Objectives: The purpose of this study was to compare the win ratio (WR) with the corresponding hazard ratios (HRs) and 1/HR.
Background: The primary outcome in many cardiovascular trials is a composite that includes nonfatal and fatal events. The time-to-first event analysis gives equal statistical weighting to each component event. The WR, which takes into account the clinical importance and timing of the outcomes, has been suggested as an alternative approach.
Methods: Cox proportional hazards models and WR.
Results: In the these trials (n = 16) the WR and HR differed only slightly. For example, in the PARADIGM-HF (sacubitril/valsartan vs. enalapril), the primary outcome of time to first heart failure hospitalization (HFH) or cardiovascular death (CVD) and use of the Cox model gave a 1/HR of 1.25 (95% confidence interval [CI]: 1.12 to 1. 41; z-score = 4.8). Using WR for testing this composite in the hierarchical order of CVD and HFH gave a WR of 1.27 (95% CI: 1.15 to 1.39; z-score = 4.7), reflecting an effect similar to that of sacubitril/valsartan therapy on CVD and HFH. In the DIG (digoxin vs. placebo) trial, the outcome of time-to-first HFH or CVD using Cox gave a 1/HR of 1.18 (95% CI: 1.10 to 1.27; z-score = 4.5). Using the WR for testing this composite in the hierarchical order of CVD and HFH gave a WR of 1.14 (95% CI: 1.05 to 1.20; z-score = 3.1), reflecting a larger effect of digoxin on HFH than on CVD. Several other trials and endpoints including patient-reported measurements were studied.

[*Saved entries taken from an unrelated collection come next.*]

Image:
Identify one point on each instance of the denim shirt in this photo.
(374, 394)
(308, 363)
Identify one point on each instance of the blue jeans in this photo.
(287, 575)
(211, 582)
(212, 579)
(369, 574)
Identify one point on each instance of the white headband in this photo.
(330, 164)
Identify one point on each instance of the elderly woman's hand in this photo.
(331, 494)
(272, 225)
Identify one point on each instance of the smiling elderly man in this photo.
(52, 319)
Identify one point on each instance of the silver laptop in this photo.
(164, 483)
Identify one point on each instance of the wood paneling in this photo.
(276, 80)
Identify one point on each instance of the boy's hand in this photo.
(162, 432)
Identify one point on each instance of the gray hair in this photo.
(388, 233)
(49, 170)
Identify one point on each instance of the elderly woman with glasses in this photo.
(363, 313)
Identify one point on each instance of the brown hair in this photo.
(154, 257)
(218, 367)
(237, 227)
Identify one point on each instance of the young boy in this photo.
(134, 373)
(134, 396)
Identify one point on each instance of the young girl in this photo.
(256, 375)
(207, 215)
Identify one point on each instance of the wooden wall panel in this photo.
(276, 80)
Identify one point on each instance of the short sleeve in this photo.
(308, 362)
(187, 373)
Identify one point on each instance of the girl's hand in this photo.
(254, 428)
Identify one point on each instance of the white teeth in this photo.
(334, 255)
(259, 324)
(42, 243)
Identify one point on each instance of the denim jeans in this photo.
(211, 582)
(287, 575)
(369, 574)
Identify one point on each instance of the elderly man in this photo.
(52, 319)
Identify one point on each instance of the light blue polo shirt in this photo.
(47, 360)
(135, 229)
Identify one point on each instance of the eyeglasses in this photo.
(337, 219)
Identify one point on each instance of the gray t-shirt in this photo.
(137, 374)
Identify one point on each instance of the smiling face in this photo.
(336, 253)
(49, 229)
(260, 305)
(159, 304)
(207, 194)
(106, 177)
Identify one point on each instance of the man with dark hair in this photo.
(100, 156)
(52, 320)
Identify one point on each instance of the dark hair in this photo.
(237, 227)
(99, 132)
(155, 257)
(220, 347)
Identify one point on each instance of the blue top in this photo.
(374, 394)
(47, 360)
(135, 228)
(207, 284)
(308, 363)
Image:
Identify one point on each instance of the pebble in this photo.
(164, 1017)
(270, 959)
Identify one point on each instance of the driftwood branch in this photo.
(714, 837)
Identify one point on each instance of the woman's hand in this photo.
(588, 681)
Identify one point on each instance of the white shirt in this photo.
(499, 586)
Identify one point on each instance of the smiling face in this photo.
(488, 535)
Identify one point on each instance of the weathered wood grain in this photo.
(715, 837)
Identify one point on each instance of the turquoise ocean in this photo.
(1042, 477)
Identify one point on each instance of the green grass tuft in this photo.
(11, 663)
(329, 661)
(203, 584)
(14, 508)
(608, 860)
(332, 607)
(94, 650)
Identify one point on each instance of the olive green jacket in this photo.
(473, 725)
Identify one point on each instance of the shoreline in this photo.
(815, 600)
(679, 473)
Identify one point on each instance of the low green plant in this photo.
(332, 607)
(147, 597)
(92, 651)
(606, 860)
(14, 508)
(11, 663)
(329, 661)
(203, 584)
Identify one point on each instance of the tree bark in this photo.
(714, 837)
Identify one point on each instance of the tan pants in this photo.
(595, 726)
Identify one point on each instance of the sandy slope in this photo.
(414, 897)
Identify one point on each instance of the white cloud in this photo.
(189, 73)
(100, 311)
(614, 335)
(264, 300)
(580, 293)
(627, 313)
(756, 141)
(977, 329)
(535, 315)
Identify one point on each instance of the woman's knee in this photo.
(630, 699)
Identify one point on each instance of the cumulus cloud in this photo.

Conclusions: In 16 large cardiovascular outcome trials, HR and WR provided similar estimates of treatment effects. The WR allows prioritization of fatal outcomes and the hierarchical testing of broader composite endpoints including patient-reported outcomes. In this way, the WR allows for the incorporation of patient-centered and other outcomes, while prioritizing the competing risk of death and hospital admission.
Keywords: comparison; hazard ratio; heart failure; trials; win ratio.